The thermal performance of any insulation material can be easily understood using its R-value. Long Term Thermal Resistance (LTTR) is the most recently accepted and scientifically proven method to measure the R-value of any insulation material (PIMA, 2016). LTTR (ASTM C1289 Standard) can be used to calculate the 15 year, time weighted average R-value of any roofing insulation materials. This method uses an accelerated aging technique where thin slices of foam insulations are conditioned under a particular temperature for a set number of days to predict the performance of the insulation material in the future (Roxul, 2010).

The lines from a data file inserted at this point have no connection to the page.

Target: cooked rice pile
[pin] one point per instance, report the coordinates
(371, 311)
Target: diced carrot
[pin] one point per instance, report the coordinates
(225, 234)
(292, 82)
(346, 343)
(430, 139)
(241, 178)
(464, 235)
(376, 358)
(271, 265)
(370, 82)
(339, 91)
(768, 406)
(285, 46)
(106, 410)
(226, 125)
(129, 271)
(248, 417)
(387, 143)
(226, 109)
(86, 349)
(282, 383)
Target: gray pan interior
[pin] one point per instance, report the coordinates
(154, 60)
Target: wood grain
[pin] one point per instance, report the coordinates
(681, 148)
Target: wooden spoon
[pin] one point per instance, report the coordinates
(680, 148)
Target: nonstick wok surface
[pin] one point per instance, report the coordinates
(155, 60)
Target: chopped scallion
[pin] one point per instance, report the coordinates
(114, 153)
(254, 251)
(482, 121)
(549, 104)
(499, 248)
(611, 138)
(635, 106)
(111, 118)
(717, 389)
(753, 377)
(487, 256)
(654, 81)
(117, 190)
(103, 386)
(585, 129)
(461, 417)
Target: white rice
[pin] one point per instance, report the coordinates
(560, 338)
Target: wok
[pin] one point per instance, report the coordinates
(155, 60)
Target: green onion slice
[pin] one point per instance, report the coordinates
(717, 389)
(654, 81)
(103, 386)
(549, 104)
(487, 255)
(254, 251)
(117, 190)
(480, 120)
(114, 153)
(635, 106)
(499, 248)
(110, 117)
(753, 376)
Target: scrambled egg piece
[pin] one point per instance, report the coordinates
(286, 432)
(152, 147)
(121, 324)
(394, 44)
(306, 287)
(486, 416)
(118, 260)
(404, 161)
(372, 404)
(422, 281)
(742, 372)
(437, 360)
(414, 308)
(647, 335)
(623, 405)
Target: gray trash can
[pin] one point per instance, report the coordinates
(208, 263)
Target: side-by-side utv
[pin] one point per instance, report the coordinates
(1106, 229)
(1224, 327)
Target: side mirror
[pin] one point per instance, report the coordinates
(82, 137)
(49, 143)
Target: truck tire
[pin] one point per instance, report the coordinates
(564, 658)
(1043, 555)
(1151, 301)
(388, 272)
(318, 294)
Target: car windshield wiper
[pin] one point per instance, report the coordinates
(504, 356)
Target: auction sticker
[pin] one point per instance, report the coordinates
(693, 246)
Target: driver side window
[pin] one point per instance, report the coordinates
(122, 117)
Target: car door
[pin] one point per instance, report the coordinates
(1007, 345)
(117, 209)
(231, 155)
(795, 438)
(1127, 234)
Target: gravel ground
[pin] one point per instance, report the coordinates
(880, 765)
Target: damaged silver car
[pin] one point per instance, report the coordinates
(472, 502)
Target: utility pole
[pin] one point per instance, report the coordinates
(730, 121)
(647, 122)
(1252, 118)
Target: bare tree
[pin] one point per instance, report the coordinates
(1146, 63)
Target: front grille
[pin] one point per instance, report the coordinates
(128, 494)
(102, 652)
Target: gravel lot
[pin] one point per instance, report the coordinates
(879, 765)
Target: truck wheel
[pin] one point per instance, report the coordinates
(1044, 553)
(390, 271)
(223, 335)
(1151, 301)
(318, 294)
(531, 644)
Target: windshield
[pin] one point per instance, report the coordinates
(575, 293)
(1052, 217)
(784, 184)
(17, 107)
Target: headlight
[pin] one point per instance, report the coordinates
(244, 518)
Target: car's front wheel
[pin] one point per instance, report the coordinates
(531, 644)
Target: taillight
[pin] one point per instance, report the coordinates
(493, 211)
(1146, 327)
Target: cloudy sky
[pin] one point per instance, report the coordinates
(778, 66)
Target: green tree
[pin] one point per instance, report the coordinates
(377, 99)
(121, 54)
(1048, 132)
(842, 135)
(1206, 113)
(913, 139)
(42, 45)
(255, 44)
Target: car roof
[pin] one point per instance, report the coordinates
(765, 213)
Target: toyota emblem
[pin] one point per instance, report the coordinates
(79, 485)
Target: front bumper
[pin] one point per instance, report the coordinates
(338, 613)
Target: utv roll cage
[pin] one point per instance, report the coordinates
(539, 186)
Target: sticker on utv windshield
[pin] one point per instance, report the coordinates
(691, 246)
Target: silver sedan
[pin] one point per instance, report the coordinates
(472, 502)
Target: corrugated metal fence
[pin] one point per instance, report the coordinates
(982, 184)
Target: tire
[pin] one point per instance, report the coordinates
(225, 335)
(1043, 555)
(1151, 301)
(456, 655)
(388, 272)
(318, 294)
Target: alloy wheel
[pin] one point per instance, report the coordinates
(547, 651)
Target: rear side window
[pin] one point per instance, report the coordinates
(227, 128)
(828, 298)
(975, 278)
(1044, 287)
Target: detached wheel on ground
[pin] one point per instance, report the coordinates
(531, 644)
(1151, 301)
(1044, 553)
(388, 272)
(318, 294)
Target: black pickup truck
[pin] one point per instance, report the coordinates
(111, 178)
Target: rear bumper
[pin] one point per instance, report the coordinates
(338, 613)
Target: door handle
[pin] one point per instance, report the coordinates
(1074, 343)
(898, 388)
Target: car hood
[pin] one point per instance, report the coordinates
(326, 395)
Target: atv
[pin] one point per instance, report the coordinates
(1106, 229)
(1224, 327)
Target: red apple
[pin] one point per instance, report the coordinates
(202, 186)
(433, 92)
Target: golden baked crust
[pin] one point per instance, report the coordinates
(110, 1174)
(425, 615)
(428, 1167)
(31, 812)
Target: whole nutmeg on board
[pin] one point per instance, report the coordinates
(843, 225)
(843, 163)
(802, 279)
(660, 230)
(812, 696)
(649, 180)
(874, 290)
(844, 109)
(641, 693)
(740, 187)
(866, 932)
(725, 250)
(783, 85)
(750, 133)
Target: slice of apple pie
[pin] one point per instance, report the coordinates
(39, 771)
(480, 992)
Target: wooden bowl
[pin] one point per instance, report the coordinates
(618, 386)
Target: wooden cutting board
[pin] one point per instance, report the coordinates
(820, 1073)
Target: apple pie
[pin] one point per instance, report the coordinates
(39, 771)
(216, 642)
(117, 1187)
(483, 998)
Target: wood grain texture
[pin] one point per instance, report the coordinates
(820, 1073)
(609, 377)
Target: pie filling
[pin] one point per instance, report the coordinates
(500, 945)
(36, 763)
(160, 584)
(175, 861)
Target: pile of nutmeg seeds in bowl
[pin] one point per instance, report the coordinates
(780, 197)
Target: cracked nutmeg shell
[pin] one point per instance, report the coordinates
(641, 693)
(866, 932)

The typical R-values of polyurethane products range from R3.6 to R7.2 per inch where R5.6 per inch is the generally accepted R value standard by the NRCA (National Roofing Contractors Association) for insulation materials (Center for the Polyurethanes Industry, 2016). But one advantage Polyisocyanurates have on their R value is that it increases with the insulator thickness. So it is possible to improve their thermal performance over the years by thickening the polymer layer inside the laminate envelope. The polyiso roofing insulation product from GAF, named Energy Guard, is significant to the roofing industry due to the high R-values that they boast (above the standard 5.6 per inch value). And since they use organic/glass facers, they are significantly more lightweight than most of the products available in the market today. Another important aspect of the Energy Guard from GAF is its relatively lower water permeability compared to other insulation boards available today.

 

Conclusion

Polyisocyanurate (ISO) has been the most popular insulating material for a significant amount of time in the roofing industry. Some of the advantages that these polymers have over other insulation materials are 1.Improved energy efficiency 2.Better Performance 3.Versatility 4.Better Thermal and Mechanical Performance and 5.Environment friendliness (Center for the Polyurethanes Industry, 2016). Their moisture resistance, compatibility with other roofing materials and adhesives, negligible health hazards, and thermosetting properties are only a few of the unique characteristics that make Polyisocyanurate the favorite among all the available insulation materials (such as Perlite, Polystyrene, Cellular glass insulation, etc). And, for this reason, it is highly likely to remain the favorite for a significant amount of years to come.

 

Bibliography

Center for the Polyurethanes Industry. (2016). Polyurethane and Polyisocyanurate Foams. Washington: American Chemistry Council.
PIMA. (2016). Polyisocyanurate. Retrieved April 15, 2016, from Polyisocyanurate Insulation Manufacturers Association: http://www.polyiso.org/
Roxul. (2010, February 15). R-Value claims of Polyisocyanurate Insulation. Roxul Technical Bulletin , pp. 1-2.